SECONDARY EXTRAMAMMARY PAGET'S DISEASE ASSOCIATED WITH RECTAL TUBULOVILLOUS ADENOMA WITH FOCAL HIGH GRADE DYSPLASIA
Juliane Y. Cruz*1, Sassan Soltani5, Christopher Tiner4, Xuedong Wang3, Annie Yessaian6, Howard S. Kaufman1,2
1General Surgery, Huntington Hospital, Pasadena, CA; 2Colorectal Research, Huntington Medical Research Institute, Pasadena, CA; 3Pathology, Huntington Hospital, Pasadena, CA; 4Surgery, Huntington Hospital, Pasadena, CA; 5Gastroenterology, Huntington Hospital, Pasadena, CA; 6Obstetrics/Gynecology, Keck School of Medicine of USC, Los Angeles, CA
Background
Perianal Paget's disease is a rare intraepithelial adenocarcinoma that can be associated with visceral malignancy.
Case Presentation
A 67 year-old female presented in July, 2016 with perianal pain, burning, pruritis, and sloughing of her perianal skin. She was first evaluated by a dermatologist and referred for colonoscopy, which showed no colorectal neoplasia. She underwent a course of antifungal therapy for a possible yeast infection; however, she continued to have thickened skin and pruritus at the posterior aspect of the perianal region and erythema to the perineum. She was taken to the operating room for exam under anesthesia and noted to have white thickened lesions circumferentially from the perianal skin into the anal canal to the dentate line. Biopsies revealed Paget's disease without any invasive component. Urologic and GYN/ONC evaluations as well as PET/CT were performed without evidence of malignancy. After presentation at multidisciplinary tumor board, she was treated with several courses of topical imiquimod with observation for progression of disease, including repeat biopsies. At 14 months from initial presentation she was noted to have a significant response with improvement in symptoms and decreased evidence of Paget's disease clinically and pathologically in all areas except the left posterolateral quadrant of the perianal skin and anal canal. Pathology of these biopsies revealed Paget's disease and a 4mm tubulovillous adenoma with high grade dysplasia at the posterior dentate line. Additional perianal skin biopsies were positive for high risk HPV infection on immunostains.
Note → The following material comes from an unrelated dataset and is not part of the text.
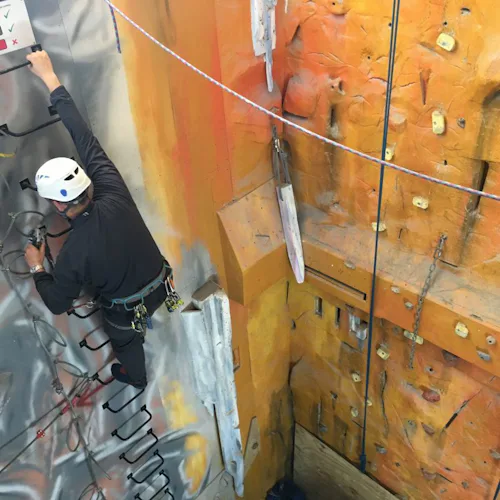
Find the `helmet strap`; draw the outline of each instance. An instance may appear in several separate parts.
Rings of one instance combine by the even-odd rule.
[[[89,199],[87,191],[82,193],[78,198],[75,200],[72,200],[68,202],[68,206],[64,210],[57,210],[57,213],[61,216],[64,217],[66,220],[70,220],[70,217],[68,217],[68,212],[73,208],[74,205],[78,205],[82,203],[85,199]]]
She underwent additional courses of imiquimod, observation, and repeat perianal biopsies and colonoscopy. Her disease persisted in the left posterolateral quadrant. Due to these findings she underwent transanal re-excision of the posterior dentate line of the previous adenoma, high resolution anoscopy, and mapping to determine the ability to locally resect her disease. She most recently underwent full thickness wide local excision of her perianal Paget's with anorectal mucosectomy and reconstruction with a gluteal myocutaneous V-Y flap. The final pathology of the Paget lesion was positive for CK20 and CDX-2 and negative for GCDFP-15, which suggests secondary extramammary Paget's disease associated with a colorectal primary. All margins were widely clear. At 3 months postoperatively, she has complete continence and no evidence of recurrence.
Conclusions
This case is a rare example of secondary extramammary Paget's disease associated with a rectal tubulovillous adenoma with focal high grade dysplasia in the absence of invasive adenocarcinoma. Perianal Paget's disease should always lead to a thorough investigation to differentiate between a primary lesion versus secondary extramammary Paget's disease arising in association with a visceral malignancy.